「非常時は非常識をやれ」世界に先駆けた日本の積極財政

【田原】世界の先進国で、財政政策を最初に変えたのはアメリカなんだ。

高橋是清(出典=Wikimedia Commons)
高橋是清元内閣総理大臣(出典=Wikimedia Commons

【藤井】いや、じつはですね、1931(昭和6)年の犬養毅内閣で4度目の大蔵大臣になった高橋是清さんが、世界に先駆けた積極財政政策を断行しています。

1931年12月に金輸出再禁止・銀行券兌換だかん停止、1932年11月から日銀引き受けによる政府支出増額(軍事予算増)、1932~1934年に「時局匡救事業」という公共事業をやった。これで、世界恐慌が波及し混乱していた日本経済をデフレから脱出させました。

政府公債や満州事変公債を発行し、これを日本銀行が買うかたちで、政府が日銀から現金を引き出し、軍備増強や公共事業に使うという手法です。

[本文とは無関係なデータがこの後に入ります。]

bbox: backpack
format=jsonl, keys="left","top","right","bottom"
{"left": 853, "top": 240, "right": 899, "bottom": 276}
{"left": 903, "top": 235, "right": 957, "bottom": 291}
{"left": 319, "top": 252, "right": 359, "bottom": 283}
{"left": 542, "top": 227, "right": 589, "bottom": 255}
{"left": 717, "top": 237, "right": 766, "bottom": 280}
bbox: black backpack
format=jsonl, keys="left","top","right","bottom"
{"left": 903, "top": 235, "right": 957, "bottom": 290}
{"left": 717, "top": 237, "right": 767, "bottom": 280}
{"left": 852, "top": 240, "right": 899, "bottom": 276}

【田原】公債発行と公共事業。高橋是清がやったことは、いまとほとんど変わらないんだ。違いは、政府が出した国債を日銀が直接買うか、いったん民間金融機関に買わせてからすぐ日銀が買うか、だけ。

【藤井】「国債の市中消化の原則」といって、いまは財政法で日銀は直接引き受けができません。これを認めると通貨発行に歯止めがかからなくなり、悪性インフレを招くという人たちがいるので、彼らに従うかたちで各国の中央銀行が禁止している。

当時は直接引き受けで、政府には「財政赤字が問題なのに、さらに加速度的に赤字を増やす公債発行とは、大蔵大臣は頭がおかしいんじゃないか」という声があった。高橋は「違う。この状況では非常識をやらねばならぬのだ」と突っぱねた。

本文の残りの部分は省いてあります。